Servier : les raisons d’un virage à 180°

Virage à 180°. La directrice générale du laboratoire Servier Lucy Vincent a affirmé ce matin sur RTL et hier dans le « Journal du Dimanche » que « le Médiator a pu représenter un vrai risque pour certains patients ». Les raisons de cette volte-face ? Elles sont multiples et spectaculaires.

Rappel des faits : Jacques Servier, patron et fondateur du laboratoire qui porte son nom, commence l’année 2011 par réagir en contestant le nombre de décès attribués par les autorités sanitaires à son coupe-faim, en déclarant : « le Mediator, ce n’est que trois morts », selon ses propos rapportés par « Libération ». Le ministre de la Santé, Xavier Bertrand se dit alors « stupéfait ».
Question : qui a pu amener Servier à changer radicalement sa stratégie de communication et passer ainsi de la dénonciation du « complot » au mea culpa ? Le gouvernement, sans nul doute, mais aussi le Leem (Les Entreprises du médicament » qui ne cachait pas sa « consternation » devant les propos de Jacques Servier. Bref, la « ligne Servier » était devenue indéfendable. Pour corser le tout, l’annonce vendredi dernier de l’ouverture d’une enquête préliminaire pour « blessures et homicides invonlontaires » a pesé un poids non négligeable dans la volte-face du laboratoire. Au point que la directrice générale Lucy Vincent affirmait ce matin même sur RTL : « Nous sommes contents d’aller jusqu’au bout pour que l’on voie bien notre bonne foi ». Et d’ajouter : « Servier prendra ses responsabilités » . En clair, Servier, qui a tout lieu de redouter les conclusions du rapport de l’IGAS (Inspection générale des affaires sociales » confié à Aquilino Morelle, ancienne « plume » de Lionel Jospin quand il était à Matignon, tente de désamorcer la bombe à retardement. Comment ? En saisissant très probablement la perche tendue par le président de l’Association d’aide aux victimes des accidents de médicaments (http://www.aaavam.eu/) Georges-Alexandre Imbert qui, dans les colonnes du « Parisien », annonçait ce matin qu’il recherchait un accord avec le laboratoire. En clair, une négociation à l’amiable plutôt qu’un interminable procès à l’issue incertaine dans des délais considérables. Certes, l’addition sera lourde mais Servier peut faire face : le groupe est solide, qui affiche un chiffre d’affaires de l’ordre de 3,6 milliards d’euros. Cela signifierait-il pour autant la fin de l’  « affaire Mediator » ? Assurément non : le médicament est maintenant dans la spirale du déni de confiance. Il en était péniblement sorti, il y retombe de la façon la plus brutale et la plus spectaculaire qui soit.

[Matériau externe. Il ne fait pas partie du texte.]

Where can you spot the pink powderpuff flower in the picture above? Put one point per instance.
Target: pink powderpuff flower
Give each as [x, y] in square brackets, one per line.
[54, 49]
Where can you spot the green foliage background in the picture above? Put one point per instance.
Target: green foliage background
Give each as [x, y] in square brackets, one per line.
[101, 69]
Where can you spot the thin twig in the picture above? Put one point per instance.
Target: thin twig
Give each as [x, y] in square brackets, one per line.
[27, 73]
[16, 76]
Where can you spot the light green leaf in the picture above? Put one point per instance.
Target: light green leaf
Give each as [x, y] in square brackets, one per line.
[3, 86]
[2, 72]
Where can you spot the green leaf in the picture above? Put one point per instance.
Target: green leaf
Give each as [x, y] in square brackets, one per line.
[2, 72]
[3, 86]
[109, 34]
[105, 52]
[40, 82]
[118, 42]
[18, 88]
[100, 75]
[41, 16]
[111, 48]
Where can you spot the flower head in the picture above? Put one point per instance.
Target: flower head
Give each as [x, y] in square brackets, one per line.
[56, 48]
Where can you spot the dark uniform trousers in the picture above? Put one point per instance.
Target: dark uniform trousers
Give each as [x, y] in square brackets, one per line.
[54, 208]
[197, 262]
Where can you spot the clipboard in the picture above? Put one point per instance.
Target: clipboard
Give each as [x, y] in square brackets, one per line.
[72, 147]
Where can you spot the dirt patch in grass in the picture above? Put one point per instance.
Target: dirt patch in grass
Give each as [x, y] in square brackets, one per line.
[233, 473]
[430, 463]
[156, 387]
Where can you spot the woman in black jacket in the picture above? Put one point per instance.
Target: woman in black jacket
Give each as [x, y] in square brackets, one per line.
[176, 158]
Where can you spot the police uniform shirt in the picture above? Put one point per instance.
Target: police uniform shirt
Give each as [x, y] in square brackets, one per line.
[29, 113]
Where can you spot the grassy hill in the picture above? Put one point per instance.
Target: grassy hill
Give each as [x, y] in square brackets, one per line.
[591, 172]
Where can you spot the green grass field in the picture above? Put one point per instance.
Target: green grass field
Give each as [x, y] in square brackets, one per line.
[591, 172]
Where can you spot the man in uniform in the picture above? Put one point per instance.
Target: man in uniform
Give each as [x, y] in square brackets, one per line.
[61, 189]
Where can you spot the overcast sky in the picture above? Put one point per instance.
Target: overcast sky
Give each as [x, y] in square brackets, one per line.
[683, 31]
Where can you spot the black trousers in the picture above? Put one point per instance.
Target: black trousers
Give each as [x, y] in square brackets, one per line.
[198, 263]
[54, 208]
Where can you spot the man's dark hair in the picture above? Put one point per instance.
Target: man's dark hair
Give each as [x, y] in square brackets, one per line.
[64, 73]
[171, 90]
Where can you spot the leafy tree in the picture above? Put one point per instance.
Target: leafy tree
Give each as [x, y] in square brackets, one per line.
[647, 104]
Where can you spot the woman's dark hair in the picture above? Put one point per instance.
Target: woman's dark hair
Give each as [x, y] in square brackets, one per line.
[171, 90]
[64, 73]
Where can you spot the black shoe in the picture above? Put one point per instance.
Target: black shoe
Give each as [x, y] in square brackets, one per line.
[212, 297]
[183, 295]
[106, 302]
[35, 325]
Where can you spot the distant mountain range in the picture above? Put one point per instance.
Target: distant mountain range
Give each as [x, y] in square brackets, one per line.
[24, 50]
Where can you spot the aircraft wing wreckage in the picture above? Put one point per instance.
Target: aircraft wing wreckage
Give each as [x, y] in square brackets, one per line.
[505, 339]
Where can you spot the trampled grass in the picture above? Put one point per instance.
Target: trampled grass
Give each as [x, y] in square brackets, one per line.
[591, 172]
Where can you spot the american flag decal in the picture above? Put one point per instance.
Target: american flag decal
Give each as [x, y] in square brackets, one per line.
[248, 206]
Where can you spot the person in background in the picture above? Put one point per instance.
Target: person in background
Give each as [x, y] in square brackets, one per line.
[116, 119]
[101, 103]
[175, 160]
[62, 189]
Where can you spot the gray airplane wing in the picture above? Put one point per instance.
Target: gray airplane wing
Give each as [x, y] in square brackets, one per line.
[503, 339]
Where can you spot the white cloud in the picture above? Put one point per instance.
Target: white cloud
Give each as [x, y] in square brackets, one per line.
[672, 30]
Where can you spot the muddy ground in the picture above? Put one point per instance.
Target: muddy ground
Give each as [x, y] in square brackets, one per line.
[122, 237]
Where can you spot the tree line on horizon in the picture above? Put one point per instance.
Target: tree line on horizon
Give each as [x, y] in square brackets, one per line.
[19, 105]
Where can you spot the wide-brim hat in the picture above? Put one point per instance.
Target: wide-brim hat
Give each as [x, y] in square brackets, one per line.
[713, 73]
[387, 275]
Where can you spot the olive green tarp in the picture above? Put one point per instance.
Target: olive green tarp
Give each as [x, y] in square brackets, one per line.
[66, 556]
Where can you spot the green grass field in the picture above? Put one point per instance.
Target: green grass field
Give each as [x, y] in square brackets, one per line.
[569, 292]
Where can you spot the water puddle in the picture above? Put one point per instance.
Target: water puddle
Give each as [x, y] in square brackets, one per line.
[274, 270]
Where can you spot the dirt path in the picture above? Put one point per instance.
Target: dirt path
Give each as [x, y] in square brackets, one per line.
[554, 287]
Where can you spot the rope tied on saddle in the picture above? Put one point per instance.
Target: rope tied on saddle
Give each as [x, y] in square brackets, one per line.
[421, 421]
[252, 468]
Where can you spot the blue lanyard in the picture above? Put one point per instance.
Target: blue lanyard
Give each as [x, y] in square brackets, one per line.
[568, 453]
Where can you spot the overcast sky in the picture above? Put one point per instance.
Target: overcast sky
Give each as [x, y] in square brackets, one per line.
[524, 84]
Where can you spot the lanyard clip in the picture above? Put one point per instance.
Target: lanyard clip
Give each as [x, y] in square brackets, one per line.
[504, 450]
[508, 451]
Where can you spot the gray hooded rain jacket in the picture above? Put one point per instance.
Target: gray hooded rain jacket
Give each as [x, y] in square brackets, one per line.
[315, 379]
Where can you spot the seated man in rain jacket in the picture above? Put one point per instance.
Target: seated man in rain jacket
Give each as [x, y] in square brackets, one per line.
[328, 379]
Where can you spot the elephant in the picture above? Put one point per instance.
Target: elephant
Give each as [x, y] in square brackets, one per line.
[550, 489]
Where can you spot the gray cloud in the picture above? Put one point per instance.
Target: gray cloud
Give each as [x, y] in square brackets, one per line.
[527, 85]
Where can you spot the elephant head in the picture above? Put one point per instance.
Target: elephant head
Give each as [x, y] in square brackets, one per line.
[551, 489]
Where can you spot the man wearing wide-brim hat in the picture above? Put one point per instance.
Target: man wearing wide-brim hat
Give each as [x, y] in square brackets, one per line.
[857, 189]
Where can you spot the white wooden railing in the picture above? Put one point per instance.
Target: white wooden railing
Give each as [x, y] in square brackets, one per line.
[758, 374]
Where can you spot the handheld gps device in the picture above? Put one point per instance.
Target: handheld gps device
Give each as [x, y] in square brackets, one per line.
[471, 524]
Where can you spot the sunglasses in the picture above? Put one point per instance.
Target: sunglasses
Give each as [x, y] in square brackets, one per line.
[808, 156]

Pour les industriels du secteur, c’est une véritable tuile : comment en effet imaginer obtenir désormais une AMM (Autorisation de mise sur le marché) dans des conditions de temps à peu près honorables, compte tenu du renforcement très probable de l’évaluation médico-économique des produits de santé ? Mission impossible ? Presque.